Pirum is a UK-based financial services technology vendor, headquartered in the City of London. Pirum was co-founded in 2000 as a securities lending post trade vendor, specializing initially in the reconciliation of open and pending securities lending trades and billing. Over the years, the product offering has expanding into collateral services and other areas that required automation. Pirum's client base includes over 100 financial institutions including investment banks, asset managers, pension funds, insurance companies and Agent Lenders (companies who lend assets on behalf of other parties).

==History==
Prior to 2000, securities lending was a growing business with most financial service employees based onshore (ie. in North America, UK, Europe, Tokyo, Hong Kong, Australia etc). In 2000, demand started to arise for automation and standardisation amongst those financial institutions. In June 2000, Pirum Systems was founded in London by Rupert Perry and Jeff Armstrong with the objective of providing automated internet-based solutions for these market participants, through providing a secure reconciliation service for both open securities lending trades and for their monthly billing.

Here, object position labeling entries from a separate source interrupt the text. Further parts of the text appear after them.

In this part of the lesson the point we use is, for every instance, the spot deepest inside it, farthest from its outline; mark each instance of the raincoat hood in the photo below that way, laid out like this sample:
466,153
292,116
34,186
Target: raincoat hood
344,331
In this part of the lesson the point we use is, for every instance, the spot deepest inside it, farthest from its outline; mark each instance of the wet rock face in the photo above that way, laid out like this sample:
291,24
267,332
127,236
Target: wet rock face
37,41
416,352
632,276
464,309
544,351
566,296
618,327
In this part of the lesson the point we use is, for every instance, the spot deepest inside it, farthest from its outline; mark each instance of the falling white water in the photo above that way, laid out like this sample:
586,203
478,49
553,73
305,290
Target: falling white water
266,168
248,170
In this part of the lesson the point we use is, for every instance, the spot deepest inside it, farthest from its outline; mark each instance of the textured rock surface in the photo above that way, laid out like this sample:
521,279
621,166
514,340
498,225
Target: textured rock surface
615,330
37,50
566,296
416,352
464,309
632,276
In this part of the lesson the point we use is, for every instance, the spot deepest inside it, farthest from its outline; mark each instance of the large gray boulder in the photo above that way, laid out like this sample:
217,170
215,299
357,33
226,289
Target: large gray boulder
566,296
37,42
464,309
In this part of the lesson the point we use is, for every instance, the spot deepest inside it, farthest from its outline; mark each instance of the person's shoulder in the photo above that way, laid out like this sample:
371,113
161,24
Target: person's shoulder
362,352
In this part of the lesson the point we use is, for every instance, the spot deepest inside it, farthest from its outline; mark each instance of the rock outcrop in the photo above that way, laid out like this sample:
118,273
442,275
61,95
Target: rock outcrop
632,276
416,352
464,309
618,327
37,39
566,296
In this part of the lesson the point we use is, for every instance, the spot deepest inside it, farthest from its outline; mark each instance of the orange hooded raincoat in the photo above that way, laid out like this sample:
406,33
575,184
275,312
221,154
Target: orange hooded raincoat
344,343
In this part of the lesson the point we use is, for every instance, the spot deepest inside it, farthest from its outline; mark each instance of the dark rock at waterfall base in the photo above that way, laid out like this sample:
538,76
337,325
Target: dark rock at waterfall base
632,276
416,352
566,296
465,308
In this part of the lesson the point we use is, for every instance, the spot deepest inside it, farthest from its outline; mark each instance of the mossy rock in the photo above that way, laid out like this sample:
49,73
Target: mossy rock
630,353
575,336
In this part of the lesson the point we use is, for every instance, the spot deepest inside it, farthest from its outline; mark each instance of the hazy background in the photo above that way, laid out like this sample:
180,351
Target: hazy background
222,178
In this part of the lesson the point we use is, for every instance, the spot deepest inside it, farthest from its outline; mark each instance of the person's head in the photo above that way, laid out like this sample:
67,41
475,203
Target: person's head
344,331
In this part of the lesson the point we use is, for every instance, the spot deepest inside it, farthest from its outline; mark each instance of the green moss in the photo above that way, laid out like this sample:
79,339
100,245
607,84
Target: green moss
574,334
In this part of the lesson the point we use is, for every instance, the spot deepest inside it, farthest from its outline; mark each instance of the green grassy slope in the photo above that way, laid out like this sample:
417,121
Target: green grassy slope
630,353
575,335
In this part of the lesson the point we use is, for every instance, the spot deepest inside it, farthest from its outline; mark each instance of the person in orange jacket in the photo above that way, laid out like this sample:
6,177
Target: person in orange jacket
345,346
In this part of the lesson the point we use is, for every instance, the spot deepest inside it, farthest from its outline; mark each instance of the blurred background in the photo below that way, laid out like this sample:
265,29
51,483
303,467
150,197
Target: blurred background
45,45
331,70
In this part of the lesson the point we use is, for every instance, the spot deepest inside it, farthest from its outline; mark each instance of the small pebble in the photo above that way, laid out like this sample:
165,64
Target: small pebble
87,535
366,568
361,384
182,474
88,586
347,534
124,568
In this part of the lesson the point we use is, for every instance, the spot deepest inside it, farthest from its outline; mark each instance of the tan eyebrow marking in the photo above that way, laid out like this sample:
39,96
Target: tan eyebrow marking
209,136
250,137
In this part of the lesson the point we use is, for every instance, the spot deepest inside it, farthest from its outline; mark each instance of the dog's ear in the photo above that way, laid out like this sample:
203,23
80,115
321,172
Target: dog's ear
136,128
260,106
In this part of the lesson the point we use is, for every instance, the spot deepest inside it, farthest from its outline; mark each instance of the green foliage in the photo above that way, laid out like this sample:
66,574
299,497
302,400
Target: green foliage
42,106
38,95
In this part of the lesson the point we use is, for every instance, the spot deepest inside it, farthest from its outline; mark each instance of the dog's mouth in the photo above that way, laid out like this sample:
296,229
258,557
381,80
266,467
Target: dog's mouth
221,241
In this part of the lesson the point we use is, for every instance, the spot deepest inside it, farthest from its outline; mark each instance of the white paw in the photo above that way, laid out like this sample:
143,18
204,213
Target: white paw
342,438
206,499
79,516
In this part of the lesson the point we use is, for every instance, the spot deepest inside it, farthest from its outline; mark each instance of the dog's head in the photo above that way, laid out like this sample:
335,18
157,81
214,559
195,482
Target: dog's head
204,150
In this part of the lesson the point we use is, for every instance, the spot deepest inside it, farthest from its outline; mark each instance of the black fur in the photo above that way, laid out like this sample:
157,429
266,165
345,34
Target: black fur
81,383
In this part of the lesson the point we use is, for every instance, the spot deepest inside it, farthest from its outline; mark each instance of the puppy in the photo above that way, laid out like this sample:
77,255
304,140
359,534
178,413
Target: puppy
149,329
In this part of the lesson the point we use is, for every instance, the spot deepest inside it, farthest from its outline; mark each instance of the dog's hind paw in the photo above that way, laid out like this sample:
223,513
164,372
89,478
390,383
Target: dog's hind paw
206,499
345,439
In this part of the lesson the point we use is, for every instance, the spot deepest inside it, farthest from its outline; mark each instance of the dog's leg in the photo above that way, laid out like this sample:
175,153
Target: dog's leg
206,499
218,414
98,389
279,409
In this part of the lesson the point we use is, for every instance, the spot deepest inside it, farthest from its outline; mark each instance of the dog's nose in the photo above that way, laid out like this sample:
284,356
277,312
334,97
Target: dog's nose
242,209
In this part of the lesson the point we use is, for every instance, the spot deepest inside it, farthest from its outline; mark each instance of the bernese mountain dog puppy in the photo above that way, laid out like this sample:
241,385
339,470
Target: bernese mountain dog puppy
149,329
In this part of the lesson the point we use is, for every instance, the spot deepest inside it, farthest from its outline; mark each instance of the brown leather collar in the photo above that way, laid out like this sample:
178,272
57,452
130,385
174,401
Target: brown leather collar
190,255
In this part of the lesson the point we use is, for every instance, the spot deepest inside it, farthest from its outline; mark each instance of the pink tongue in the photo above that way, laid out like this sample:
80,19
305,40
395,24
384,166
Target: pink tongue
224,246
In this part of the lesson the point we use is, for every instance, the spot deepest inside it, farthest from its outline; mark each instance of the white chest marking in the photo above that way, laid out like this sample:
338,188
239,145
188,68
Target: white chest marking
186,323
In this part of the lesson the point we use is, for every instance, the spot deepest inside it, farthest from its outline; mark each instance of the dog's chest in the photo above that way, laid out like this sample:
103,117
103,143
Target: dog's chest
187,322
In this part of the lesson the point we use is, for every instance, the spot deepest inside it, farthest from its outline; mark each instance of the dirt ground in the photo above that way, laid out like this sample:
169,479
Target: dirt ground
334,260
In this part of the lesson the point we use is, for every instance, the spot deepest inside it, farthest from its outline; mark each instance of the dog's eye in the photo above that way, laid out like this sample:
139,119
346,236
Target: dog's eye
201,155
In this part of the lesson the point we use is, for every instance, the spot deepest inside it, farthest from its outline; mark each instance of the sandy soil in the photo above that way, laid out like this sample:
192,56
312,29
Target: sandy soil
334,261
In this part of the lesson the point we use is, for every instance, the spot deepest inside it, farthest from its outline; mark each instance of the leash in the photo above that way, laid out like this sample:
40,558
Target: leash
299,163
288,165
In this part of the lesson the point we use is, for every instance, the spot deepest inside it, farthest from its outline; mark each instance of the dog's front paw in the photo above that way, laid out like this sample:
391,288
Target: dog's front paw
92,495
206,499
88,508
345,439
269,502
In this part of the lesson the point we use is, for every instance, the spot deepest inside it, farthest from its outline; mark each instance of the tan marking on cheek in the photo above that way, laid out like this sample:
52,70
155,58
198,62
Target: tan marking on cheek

Pirum is the Latin name for pear tree and was used as the company name because PEAR derives from the names of Pirum's founders: Rupert PErry and Jeff ARmstrong.

==Services==
Pirum provides the following automation services to its clients:

=== Core ===
- Open and pending trade compare
- Custody reconciliations
- Billing comparison
- Billing delivery

=== Pirum Live ===
- Mark to market functionality
- Collateral and RQV services, with links to BNY Mellon, JP Morgan Chase and Euroclear Triparties
- Returns automation
- CCP functionality with Eurex
- Data services with Markit
- Cash prepay reconciliations
The real-time Live services are used by more than 30 of Pirum's clients.

==Involvement in the global industry==
Pirum are an associate member of the International Securities Lending Association (ISLA), and regularly attend and/or sponsor industry events.

==New ownership==
In February 2015, Five Arrows Principal Investments, the mid-market private equity fund backed by the Rothschild Group, and Camwell Management LLP agreed to acquire an interest in Pirum. The two co-founders of Pirum, Rupert Perry and Jeff Armstrong, remained with Pirum as shareholders, whilst Donal Smith joined Pirum's board of directors as non-executive chairman, and Rajen Sheth became CEO.